![Day 6.png](attachment:827eb593-02fb-4fb5-831a-3a30e0077815.png)

#### Writing from DataFrame to Lakehouse Table

In [2]:
# first, let's get some data 
df = spark.read.json('Files/json/property-sales.json')

display(df) 

StatementMeta(, b1e2ef65-b50f-44d8-9a89-2a73cc718b7b, 4, Finished, Available)

SynapseWidget(Synapse.DataFrame, d73ef8e4-8593-4e93-9dea-5a1e2a25a4f2)

#### Beware of the limitations of Lakehouse column naming
- Read more [here](https://learn.microsoft.com/en-us/fabric/data-engineering/load-to-tables) 

In [3]:
#inspecting the schema 
df.printSchema()

StatementMeta(, b1e2ef65-b50f-44d8-9a89-2a73cc718b7b, 5, Finished, Available)

root
 |-- Address : string (nullable = true)
 |-- Agent: string (nullable = true)
 |-- City : string (nullable = true)
 |-- SalePrice ($): long (nullable = true)
 |-- Type: string (nullable = true)



In [4]:
# changing column names to allow write to Lakehouse tables
df = df.withColumnRenamed("SalePrice ($)","SalePrice_USD")\
        .withColumnRenamed("Address ", "Address")\
        .withColumnRenamed("City ", "City")


StatementMeta(, b1e2ef65-b50f-44d8-9a89-2a73cc718b7b, 6, Finished, Available)

In [5]:
df.printSchema()

StatementMeta(, b1e2ef65-b50f-44d8-9a89-2a73cc718b7b, 7, Finished, Available)

root
 |-- Address: string (nullable = true)
 |-- Agent: string (nullable = true)
 |-- City: string (nullable = true)
 |-- SalePrice_USD: long (nullable = true)
 |-- Type: string (nullable = true)



#### Writing DF to Table, with different 'modes'
Using saveAsTable, we save the DataFrame as a 'Managed Table' (Spark terminology) - meaning both the metadata and the data is managed by Spark.

With a managed table, because Spark manages everything, a SQL command such as DROP TABLE table_name deletes both the metadata and the data. With an unmanaged table, the same command will delete only the metadata, not the actual data.

In [6]:
delta_table_name = 'PropertySales'

# use saveAsTable to save as a Managed Table
df.write.mode("overwrite").format("delta").saveAsTable(delta_table_name)


StatementMeta(, b1e2ef65-b50f-44d8-9a89-2a73cc718b7b, 8, Finished, Available)

**Four different write modes**

In [None]:
# these are four different write 'modes' 

# append the new dataframe to the existing Table
df.write.mode("append").format("delta").saveAsTable(delta_table_name)

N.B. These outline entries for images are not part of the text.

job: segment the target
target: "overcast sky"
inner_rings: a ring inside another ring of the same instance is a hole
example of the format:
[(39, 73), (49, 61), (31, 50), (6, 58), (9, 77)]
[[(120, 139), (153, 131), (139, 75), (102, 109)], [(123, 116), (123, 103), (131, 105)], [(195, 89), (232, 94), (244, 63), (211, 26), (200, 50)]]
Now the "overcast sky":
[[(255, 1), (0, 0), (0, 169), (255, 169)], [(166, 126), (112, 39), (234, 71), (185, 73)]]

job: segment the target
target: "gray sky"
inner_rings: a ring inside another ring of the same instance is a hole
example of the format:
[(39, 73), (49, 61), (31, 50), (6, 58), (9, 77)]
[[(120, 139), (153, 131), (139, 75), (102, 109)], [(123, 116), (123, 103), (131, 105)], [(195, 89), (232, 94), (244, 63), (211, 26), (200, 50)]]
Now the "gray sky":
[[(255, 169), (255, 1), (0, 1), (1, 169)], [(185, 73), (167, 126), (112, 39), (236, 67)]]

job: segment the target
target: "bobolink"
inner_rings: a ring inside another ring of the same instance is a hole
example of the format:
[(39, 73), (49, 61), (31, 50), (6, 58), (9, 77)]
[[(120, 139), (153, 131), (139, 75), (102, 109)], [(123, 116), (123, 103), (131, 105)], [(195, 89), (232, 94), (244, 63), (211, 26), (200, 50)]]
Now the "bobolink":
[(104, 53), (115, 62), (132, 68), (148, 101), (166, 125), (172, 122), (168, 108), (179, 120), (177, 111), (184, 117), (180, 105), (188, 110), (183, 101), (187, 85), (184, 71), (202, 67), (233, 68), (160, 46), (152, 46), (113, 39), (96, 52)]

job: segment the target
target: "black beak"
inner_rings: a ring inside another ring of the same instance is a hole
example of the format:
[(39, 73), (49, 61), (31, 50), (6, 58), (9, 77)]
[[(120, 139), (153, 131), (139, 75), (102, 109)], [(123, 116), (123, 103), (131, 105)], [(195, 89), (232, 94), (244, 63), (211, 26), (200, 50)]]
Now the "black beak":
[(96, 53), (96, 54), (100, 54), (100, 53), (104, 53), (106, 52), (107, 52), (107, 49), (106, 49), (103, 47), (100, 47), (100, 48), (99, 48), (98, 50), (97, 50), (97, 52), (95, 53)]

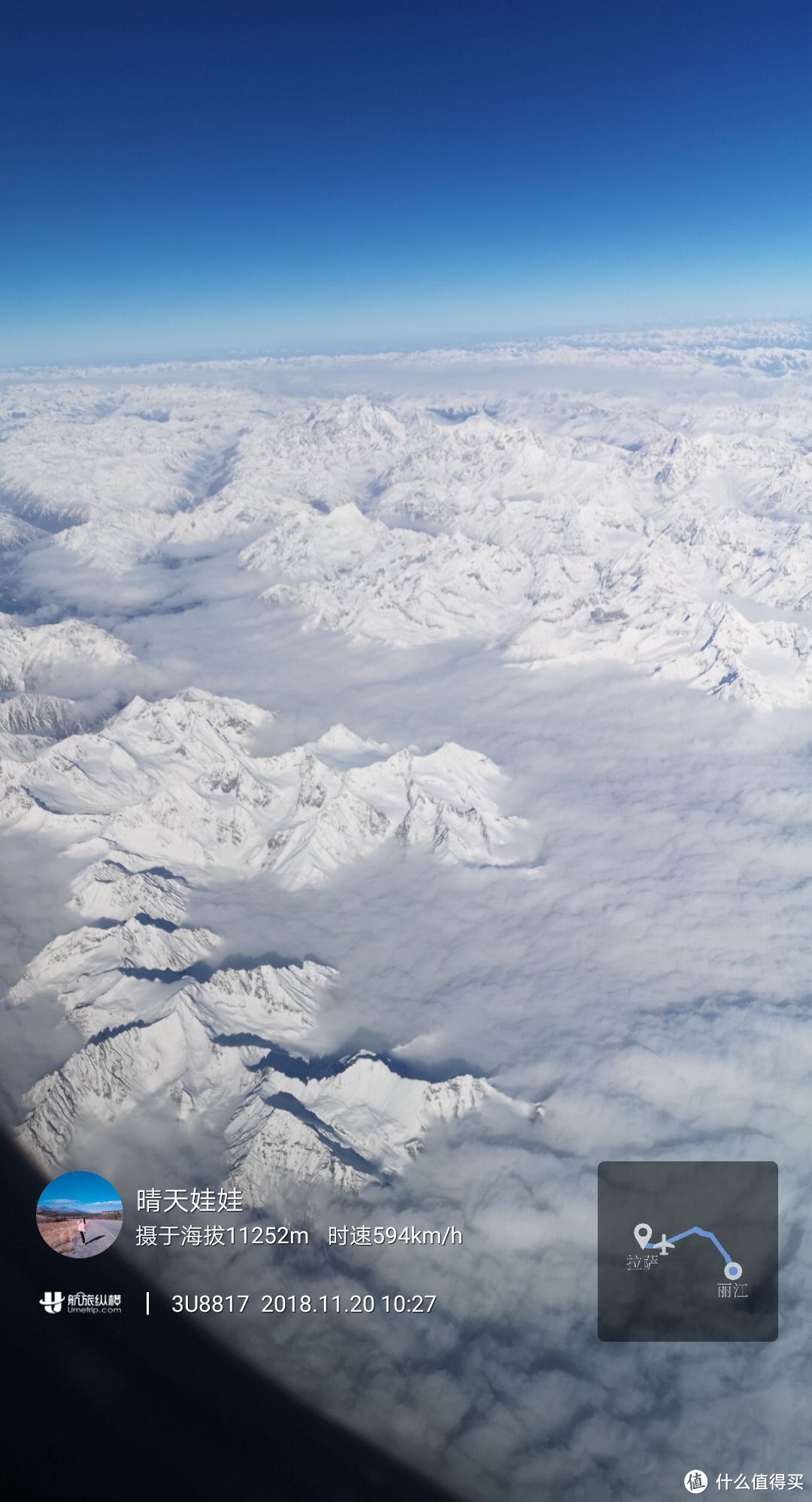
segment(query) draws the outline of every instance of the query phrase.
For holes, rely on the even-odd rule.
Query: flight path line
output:
[[[726,1254],[725,1248],[722,1247],[722,1242],[719,1241],[719,1238],[711,1230],[702,1230],[701,1226],[692,1226],[690,1230],[681,1230],[678,1236],[666,1236],[665,1239],[666,1241],[684,1241],[686,1236],[704,1236],[705,1241],[711,1241],[713,1245],[716,1247],[716,1250],[722,1253],[722,1256],[725,1259],[725,1266],[728,1266],[734,1260],[732,1257],[728,1257],[728,1254]],[[654,1251],[656,1245],[657,1245],[656,1242],[648,1241],[642,1250],[644,1251]]]

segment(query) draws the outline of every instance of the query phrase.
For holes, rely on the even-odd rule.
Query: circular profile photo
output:
[[[36,1202],[39,1235],[62,1257],[98,1257],[123,1220],[119,1191],[98,1173],[60,1173]]]

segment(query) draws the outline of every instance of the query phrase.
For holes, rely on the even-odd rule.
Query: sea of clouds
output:
[[[344,598],[327,550],[315,565],[309,556],[309,595],[288,562],[272,599],[261,598],[269,580],[246,568],[245,550],[267,544],[285,496],[320,502],[317,520],[347,503],[345,493],[365,517],[378,515],[371,472],[386,494],[392,455],[377,428],[363,428],[360,400],[363,413],[392,415],[407,431],[414,422],[422,433],[426,412],[455,427],[485,415],[530,430],[539,451],[558,458],[569,443],[575,478],[552,470],[539,496],[549,511],[563,487],[576,521],[597,494],[602,527],[614,506],[626,526],[623,455],[681,437],[690,461],[674,494],[645,499],[639,538],[654,536],[657,505],[680,505],[681,515],[689,506],[698,520],[741,515],[746,538],[753,517],[767,518],[789,527],[779,562],[791,577],[792,529],[812,520],[810,383],[812,341],[788,326],[378,359],[8,372],[0,383],[0,491],[8,514],[35,529],[2,556],[0,608],[14,626],[90,622],[132,653],[126,668],[101,665],[86,680],[66,661],[48,691],[101,722],[135,692],[194,683],[278,710],[258,748],[266,753],[336,721],[393,748],[453,739],[501,768],[504,811],[527,820],[533,861],[522,870],[380,852],[318,889],[285,892],[261,877],[239,891],[210,883],[189,921],[216,928],[237,954],[273,948],[339,970],[309,1053],[366,1045],[429,1077],[464,1066],[543,1102],[543,1116],[530,1123],[485,1111],[437,1128],[404,1178],[350,1203],[282,1188],[276,1218],[309,1226],[309,1251],[276,1260],[251,1250],[222,1260],[134,1253],[191,1292],[437,1293],[429,1316],[285,1314],[233,1320],[222,1334],[467,1497],[603,1502],[677,1494],[689,1466],[812,1469],[812,698],[788,697],[783,658],[752,646],[741,661],[749,667],[747,652],[756,653],[774,703],[717,692],[701,674],[657,673],[636,649],[624,656],[579,643],[528,671],[510,655],[509,610],[485,632],[476,605],[470,629],[459,613],[452,629],[438,610],[434,640],[423,632],[405,646],[368,614],[360,632],[336,619],[327,628],[314,580]],[[324,416],[332,427],[309,451],[305,425]],[[734,476],[722,499],[716,472],[705,484],[693,463],[708,443],[722,445],[717,470]],[[473,455],[476,505],[488,506],[476,445]],[[459,530],[434,503],[446,484],[464,514],[464,472],[462,481],[459,467],[446,482],[435,469],[426,478],[416,452],[413,473],[426,518],[431,479],[426,536]],[[401,449],[398,487],[405,506]],[[525,503],[531,473],[522,487],[512,494]],[[504,488],[494,482],[492,494],[494,509],[504,505]],[[200,539],[189,526],[198,512]],[[560,529],[560,511],[539,523],[545,557],[555,556]],[[599,566],[605,535],[596,532]],[[480,529],[474,542],[483,539],[492,544]],[[578,557],[588,559],[584,536]],[[426,553],[429,578],[432,559]],[[345,562],[353,622],[359,598],[369,604],[374,551],[368,565],[359,575]],[[723,566],[720,557],[708,572],[704,562],[690,587],[719,598]],[[488,581],[497,607],[500,577]],[[396,592],[396,572],[387,580]],[[678,595],[680,580],[674,587]],[[812,626],[800,584],[791,608]],[[795,671],[801,652],[786,650]],[[65,907],[71,862],[63,871],[44,861],[23,834],[0,838],[11,985],[80,919]],[[47,1008],[9,1015],[3,1036],[3,1098],[18,1120],[23,1090],[69,1044]],[[83,1163],[66,1167],[105,1173],[125,1196],[161,1175],[213,1179],[222,1169],[218,1145],[191,1137],[170,1111],[158,1122],[128,1117],[75,1151]],[[602,1158],[777,1161],[776,1344],[597,1341]],[[464,1245],[333,1256],[321,1245],[329,1224],[381,1223],[455,1224]]]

# overwrite existing Table with new DataFrame
df.write.mode("overwrite").format("delta").saveAsTable(delta_table_name)

# Throw error if data already exists
df.write.mode("error").format("delta").saveAsTable(delta_table_name)

# Fail silently if data already exists 
df.write.mode("ignore").format("delta").saveAsTable(delta_table_name)

#### Write to an unmanaged delta table (perhaps for export to external file system/ Databricks/ Snowflake)

In [7]:
# unmanaged table
df.write.mode("overwrite").format("delta").save(path="Files/delta/unmanaged.delta")


StatementMeta(, b1e2ef65-b50f-44d8-9a89-2a73cc718b7b, 9, Finished, Available)

#### Read from Table into DataFrame

In [None]:
df = spark.sql("SELECT * FROM SparkSeptember.propertysales LIMIT 1000")
display(df)